Lisa Shier

Adjunct Professor
University of Maryland Global Campus
Huntsville, Alabama, USA

I have been experimenting with new media in mathematical art with an emphasis on things made possible by craft scale computer aided design and manufacturing. My tools have included an embroidery sewing machine and digital fabric and paper cutter.

Embroidery and papercrafting are almost exclusively practiced by women and girls, many of them not technically inclined. I see my work as bringing mathematics to an audience that has often retreated from the subject in confusion and frustration.

I am fascinated by the interplay of light and color. The creation of structures in three dimensions that are somewhat transparent brings out new possibilities that I am exploring.
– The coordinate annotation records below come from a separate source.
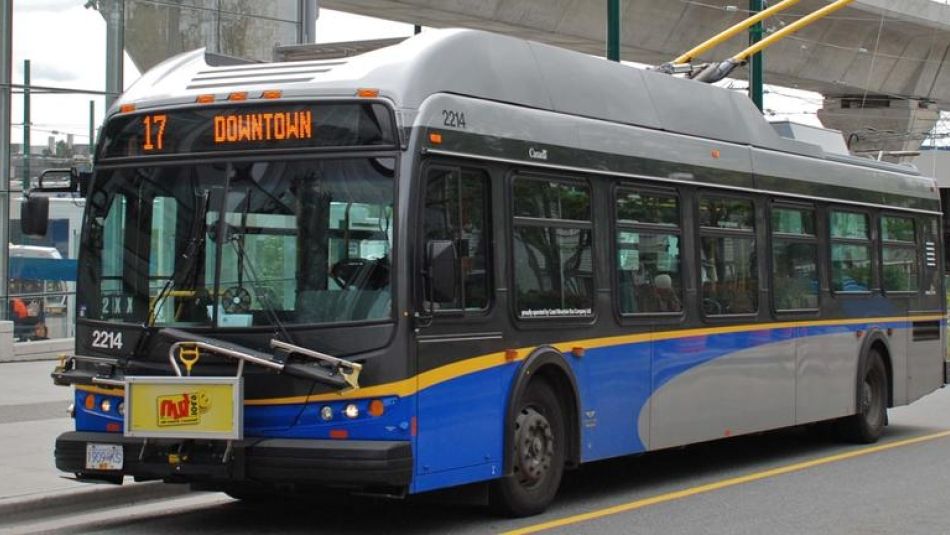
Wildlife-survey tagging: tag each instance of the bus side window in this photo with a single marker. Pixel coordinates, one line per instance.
(456, 209)
(648, 252)
(794, 259)
(553, 244)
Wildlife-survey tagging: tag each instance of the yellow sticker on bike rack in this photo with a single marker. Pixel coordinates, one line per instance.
(184, 407)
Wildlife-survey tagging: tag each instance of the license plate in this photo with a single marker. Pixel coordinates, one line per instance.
(104, 457)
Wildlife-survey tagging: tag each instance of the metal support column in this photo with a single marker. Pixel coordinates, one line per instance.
(6, 78)
(613, 30)
(27, 147)
(756, 62)
(115, 47)
(92, 127)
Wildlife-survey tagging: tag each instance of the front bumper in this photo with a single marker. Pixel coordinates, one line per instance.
(270, 461)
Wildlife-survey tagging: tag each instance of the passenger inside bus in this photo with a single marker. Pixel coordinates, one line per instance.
(666, 300)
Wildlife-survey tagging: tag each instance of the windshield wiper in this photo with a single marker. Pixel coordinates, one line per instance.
(189, 255)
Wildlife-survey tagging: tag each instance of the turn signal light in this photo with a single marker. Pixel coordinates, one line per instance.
(376, 408)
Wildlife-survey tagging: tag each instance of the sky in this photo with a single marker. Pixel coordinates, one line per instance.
(65, 43)
(40, 29)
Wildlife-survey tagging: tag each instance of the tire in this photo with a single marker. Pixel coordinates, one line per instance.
(537, 454)
(867, 425)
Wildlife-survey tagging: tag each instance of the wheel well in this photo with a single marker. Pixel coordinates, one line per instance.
(564, 389)
(881, 348)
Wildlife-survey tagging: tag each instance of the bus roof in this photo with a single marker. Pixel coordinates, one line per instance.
(492, 67)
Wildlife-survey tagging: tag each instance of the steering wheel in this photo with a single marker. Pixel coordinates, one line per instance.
(236, 300)
(345, 271)
(711, 307)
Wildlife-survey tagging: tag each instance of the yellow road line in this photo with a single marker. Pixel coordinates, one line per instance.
(693, 491)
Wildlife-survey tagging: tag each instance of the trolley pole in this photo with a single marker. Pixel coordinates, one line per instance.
(25, 179)
(92, 127)
(757, 61)
(6, 77)
(115, 45)
(613, 30)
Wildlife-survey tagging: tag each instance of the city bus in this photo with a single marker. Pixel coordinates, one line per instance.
(472, 259)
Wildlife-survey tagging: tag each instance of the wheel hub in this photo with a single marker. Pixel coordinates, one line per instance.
(534, 447)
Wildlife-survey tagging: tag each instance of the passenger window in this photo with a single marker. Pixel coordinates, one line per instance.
(794, 259)
(899, 271)
(456, 209)
(553, 264)
(648, 252)
(850, 252)
(728, 270)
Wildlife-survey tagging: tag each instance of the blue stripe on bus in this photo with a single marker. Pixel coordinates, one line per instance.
(461, 420)
(51, 269)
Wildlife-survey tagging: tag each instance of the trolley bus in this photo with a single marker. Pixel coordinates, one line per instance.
(469, 258)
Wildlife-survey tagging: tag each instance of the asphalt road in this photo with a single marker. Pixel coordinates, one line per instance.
(792, 481)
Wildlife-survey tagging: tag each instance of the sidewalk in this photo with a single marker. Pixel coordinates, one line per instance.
(32, 414)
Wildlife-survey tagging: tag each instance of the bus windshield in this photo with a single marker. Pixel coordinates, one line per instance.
(240, 244)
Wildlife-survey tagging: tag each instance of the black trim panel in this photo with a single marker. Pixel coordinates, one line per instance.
(349, 463)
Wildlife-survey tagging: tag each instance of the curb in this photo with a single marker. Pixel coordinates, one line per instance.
(86, 499)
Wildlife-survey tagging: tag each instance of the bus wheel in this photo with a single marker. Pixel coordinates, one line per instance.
(867, 425)
(537, 454)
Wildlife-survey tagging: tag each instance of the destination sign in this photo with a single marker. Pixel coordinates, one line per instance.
(249, 127)
(274, 126)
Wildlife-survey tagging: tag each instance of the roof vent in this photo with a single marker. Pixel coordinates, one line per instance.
(261, 74)
(831, 141)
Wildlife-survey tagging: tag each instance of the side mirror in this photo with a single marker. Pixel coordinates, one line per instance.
(55, 180)
(442, 270)
(34, 215)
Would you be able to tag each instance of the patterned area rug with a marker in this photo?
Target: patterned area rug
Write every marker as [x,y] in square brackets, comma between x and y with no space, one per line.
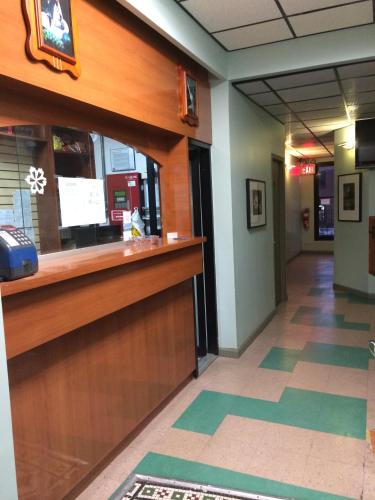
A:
[150,488]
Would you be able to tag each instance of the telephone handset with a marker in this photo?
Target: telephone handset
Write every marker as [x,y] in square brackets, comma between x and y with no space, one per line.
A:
[18,255]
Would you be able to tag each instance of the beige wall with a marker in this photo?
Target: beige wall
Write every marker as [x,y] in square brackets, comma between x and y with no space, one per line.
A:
[307,201]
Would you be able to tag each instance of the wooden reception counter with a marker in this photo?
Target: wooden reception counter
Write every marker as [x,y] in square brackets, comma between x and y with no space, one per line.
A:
[96,341]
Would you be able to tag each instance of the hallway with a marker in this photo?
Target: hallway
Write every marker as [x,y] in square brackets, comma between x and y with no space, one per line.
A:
[288,418]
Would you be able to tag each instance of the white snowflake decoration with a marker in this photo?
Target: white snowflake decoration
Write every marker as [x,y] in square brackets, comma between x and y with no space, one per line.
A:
[36,180]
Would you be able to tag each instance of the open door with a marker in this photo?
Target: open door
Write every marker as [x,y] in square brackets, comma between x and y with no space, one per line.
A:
[205,283]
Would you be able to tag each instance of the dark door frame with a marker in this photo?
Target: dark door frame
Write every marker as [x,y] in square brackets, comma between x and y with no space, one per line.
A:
[205,283]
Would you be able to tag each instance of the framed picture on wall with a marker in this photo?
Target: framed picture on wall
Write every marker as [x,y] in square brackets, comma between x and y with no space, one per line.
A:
[350,198]
[255,203]
[188,97]
[52,33]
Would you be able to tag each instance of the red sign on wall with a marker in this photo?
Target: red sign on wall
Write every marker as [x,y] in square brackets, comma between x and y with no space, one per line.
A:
[302,169]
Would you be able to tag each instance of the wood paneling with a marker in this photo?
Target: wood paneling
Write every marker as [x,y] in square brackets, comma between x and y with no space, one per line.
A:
[372,245]
[127,68]
[19,104]
[76,398]
[39,315]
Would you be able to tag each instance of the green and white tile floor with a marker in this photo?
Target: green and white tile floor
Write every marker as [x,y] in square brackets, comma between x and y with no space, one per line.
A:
[288,418]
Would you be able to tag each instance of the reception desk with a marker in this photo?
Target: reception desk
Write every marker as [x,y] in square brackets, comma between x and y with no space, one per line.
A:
[96,341]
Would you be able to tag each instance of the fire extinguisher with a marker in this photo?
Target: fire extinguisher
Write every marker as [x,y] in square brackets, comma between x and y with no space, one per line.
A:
[306,218]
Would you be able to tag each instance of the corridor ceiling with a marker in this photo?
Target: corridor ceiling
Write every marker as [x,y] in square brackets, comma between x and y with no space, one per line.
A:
[314,103]
[311,104]
[240,24]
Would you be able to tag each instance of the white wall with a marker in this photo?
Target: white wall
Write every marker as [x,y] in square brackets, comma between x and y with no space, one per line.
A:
[292,211]
[8,486]
[223,215]
[242,148]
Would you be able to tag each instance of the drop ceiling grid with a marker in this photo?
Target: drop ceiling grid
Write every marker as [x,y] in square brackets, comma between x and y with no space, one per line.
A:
[250,23]
[311,104]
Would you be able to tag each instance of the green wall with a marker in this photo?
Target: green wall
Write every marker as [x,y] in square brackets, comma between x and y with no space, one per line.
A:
[351,238]
[8,487]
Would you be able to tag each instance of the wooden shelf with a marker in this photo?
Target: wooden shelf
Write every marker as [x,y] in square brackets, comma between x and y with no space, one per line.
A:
[69,264]
[22,137]
[74,153]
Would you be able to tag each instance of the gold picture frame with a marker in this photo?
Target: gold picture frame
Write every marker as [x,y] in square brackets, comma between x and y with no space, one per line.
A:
[189,97]
[52,34]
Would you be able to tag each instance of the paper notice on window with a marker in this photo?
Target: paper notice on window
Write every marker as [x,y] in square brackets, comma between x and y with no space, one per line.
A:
[82,201]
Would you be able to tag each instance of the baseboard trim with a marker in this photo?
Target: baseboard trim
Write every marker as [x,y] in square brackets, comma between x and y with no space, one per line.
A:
[236,353]
[294,257]
[317,252]
[342,288]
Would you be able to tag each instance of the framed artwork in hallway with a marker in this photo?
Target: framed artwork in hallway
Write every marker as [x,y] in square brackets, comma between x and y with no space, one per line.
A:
[52,33]
[255,203]
[188,98]
[350,198]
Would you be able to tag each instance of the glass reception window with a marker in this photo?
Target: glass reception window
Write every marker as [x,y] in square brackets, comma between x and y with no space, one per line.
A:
[67,188]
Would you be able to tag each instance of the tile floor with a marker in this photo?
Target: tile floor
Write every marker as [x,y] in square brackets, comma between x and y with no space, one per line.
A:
[288,418]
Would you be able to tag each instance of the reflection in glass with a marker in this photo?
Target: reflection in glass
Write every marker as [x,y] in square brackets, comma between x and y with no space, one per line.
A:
[91,180]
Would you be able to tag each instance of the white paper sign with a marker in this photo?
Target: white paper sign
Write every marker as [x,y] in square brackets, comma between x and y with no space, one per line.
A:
[82,201]
[7,217]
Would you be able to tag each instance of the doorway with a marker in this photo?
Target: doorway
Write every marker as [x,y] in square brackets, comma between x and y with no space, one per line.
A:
[205,283]
[279,228]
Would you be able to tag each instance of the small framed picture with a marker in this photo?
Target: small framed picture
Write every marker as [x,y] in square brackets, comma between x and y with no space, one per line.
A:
[188,98]
[350,197]
[52,34]
[256,203]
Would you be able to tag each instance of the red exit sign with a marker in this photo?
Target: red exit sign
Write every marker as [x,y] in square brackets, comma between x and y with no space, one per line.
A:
[303,169]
A Tribute to Greek Mathematics
A Tribute to Greek Mathematics
15 x 15 x 15 cm
Free standing lace in a posterboard frame
2019

This work began as an experiment in using free standing lace to create a three dimensional artwork. The lace is created with an embroidery sewing machine so the pieces are necessarily flat. Polyhedra have flat faces, so this was my first choice. The dodecahedron is a Platonic solid, reminding of the many contributions of the ancient Greeks to mathematics. It has 12 faces, half of the 24 letters of the Greek alphabet. I chose to decorate the faces with Greek letters of special significance in mathematics. Six (half of 12) colors are used. No two faces with the same background or letter colors touch. The letters are one color to the right or left of the background color on the color wheel for 12 combinations.